West Shore Medical Center surrendered a degree of local control and its name, selling to the sprawling, Traverse City-based Munson Healthcare system. The 45-bed facility in Manistee, a city of about 6,000 people some 120 miles northwest of Grand Rapids, was rebranded Munson Healthcare Manistee Hospital.

Two years later, hospital officials announced it would shut its obstetrics ward, prompting protests and stirring fears of long drives to give birth. The closest hospital with labor and delivery is in Ludington, about 30 miles away.

“This is something that our community will never recover from. I feel like the impact on our young people in our community is devastating,” said Tracy Wilks, a resident who delivered a petition with 4,000 signatures asking the hospital to reverse its decision.

Like some others in this community, Wilks said she feels betrayed by Munson Healthcare. The hospital network encompasses eight community hospitals in northern Lower Michigan and one in the Upper Peninsula.
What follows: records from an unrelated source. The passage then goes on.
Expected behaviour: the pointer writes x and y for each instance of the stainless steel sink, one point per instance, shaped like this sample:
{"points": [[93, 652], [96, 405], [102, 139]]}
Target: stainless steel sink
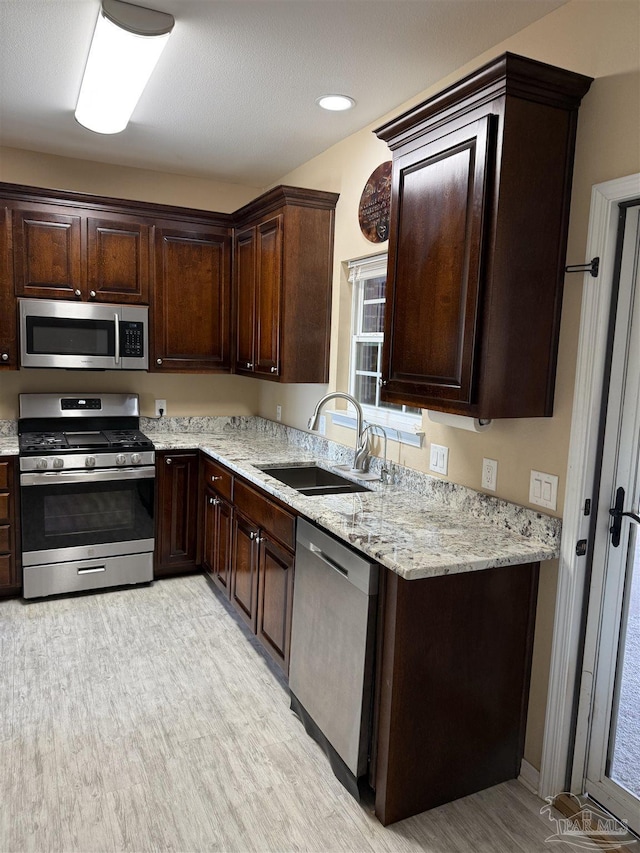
{"points": [[309, 479]]}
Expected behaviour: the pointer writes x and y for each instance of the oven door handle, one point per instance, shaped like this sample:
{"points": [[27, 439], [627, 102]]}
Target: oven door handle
{"points": [[52, 478]]}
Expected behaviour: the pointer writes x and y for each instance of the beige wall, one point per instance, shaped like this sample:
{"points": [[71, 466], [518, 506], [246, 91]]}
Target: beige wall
{"points": [[594, 37], [601, 39], [186, 394], [85, 176]]}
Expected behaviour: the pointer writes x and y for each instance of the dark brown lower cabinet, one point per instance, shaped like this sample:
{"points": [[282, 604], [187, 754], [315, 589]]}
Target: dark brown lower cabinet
{"points": [[244, 574], [10, 570], [275, 599], [262, 569], [217, 539], [177, 512], [452, 686]]}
“They promised us we would have better services, expanded services. But I think closing [obstetrics] was the plan in the beginning. I believe this was the end game for them all along,” Wilks said.

Hospital officials said the decision to close obstetrics was a tough call but was crucial to its future. As hospital births declined from 212 in fiscal 2017 to a projected 150 births for 2019, the obstetrics unit was charting losses of at least $700,000 a year, out of an operating budget of about $72 million. The losses were projected to grow to $1.2 million by 2020.

“We made the decision to close that unit to assure the long-term future as a whole,” Manistee Hospital spokeswoman Julie Mueller told Bridge Magazine.

“A million-dollar loss is a huge amount for a small hospital,” she said. Mueller asserted the decision was no corporate dictate, but one made by the local hospital board retained as a part of its merger agreement.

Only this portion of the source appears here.